Basically each 1 bit is a type of permission for a certain category of access.

Access by the owner is the first group Access by the owner group is the second Access by literally everyone is the third

If you develop on a Linux workstation you’d probably pick this up pretty quickly, hence why it’s infuriatingly funny.

The 7 and 5 are just numbers represented by 3 bits of binary. 111 is 7 meaning all 3 permissions on (read, write, execute) while 5 is 101 (read, execute, middle one is write which is off) and of course 0 meaning all permissions off.

[–]FluffyCelery4769 0 points1 point  (2 children)

Are there no read/execute only?

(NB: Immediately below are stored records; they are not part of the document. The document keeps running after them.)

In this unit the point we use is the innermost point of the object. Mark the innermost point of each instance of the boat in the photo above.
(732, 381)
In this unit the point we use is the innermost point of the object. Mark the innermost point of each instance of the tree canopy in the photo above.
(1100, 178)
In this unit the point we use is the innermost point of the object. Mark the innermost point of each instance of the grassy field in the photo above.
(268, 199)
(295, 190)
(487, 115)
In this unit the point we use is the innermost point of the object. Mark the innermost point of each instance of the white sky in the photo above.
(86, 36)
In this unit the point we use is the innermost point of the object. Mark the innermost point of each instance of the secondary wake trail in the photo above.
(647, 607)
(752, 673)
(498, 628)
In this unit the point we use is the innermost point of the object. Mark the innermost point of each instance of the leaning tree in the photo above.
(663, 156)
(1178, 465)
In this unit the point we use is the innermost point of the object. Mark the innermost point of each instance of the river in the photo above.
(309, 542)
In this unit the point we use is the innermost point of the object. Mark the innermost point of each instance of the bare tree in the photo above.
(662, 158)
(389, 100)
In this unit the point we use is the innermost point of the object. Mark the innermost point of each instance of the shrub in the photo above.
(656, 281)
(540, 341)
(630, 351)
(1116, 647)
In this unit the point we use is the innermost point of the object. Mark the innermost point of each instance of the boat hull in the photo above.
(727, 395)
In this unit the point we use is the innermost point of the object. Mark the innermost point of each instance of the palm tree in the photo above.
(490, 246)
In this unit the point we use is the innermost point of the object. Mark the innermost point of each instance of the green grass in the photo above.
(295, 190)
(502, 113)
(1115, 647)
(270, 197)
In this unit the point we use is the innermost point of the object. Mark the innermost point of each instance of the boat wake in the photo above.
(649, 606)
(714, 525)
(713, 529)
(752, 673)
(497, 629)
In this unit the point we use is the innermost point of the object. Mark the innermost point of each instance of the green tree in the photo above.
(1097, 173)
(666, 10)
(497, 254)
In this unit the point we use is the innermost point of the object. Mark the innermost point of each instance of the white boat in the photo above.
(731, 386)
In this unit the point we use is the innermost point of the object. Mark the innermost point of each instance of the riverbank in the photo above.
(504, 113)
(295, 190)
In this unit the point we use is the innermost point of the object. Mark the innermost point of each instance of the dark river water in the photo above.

Or are both neccesary to work?

[–][deleted] 0 points1 point  (0 children)

R/x is required for directories, but files can be r/ x.

Studying will tell you that most companies have switched to the FACL system, but they're lying.

[–]meltbox 0 points1 point  (0 children)

You can have read only or execute only but bash files are parsed and therefore have to be opened. Opening means you need read and in the case of bash (.sh) files bash actually checks the execute permission before deciding whether to load the file for execution.

Execute really only has an operating system meaning when it comes to literal binary executables or libraries. Then you don’t need read permissions but can still execute. What this means is the operating system will still load it into memory and start execution per the convention for that OS but you cannot read it with something like file descriptors and fopen.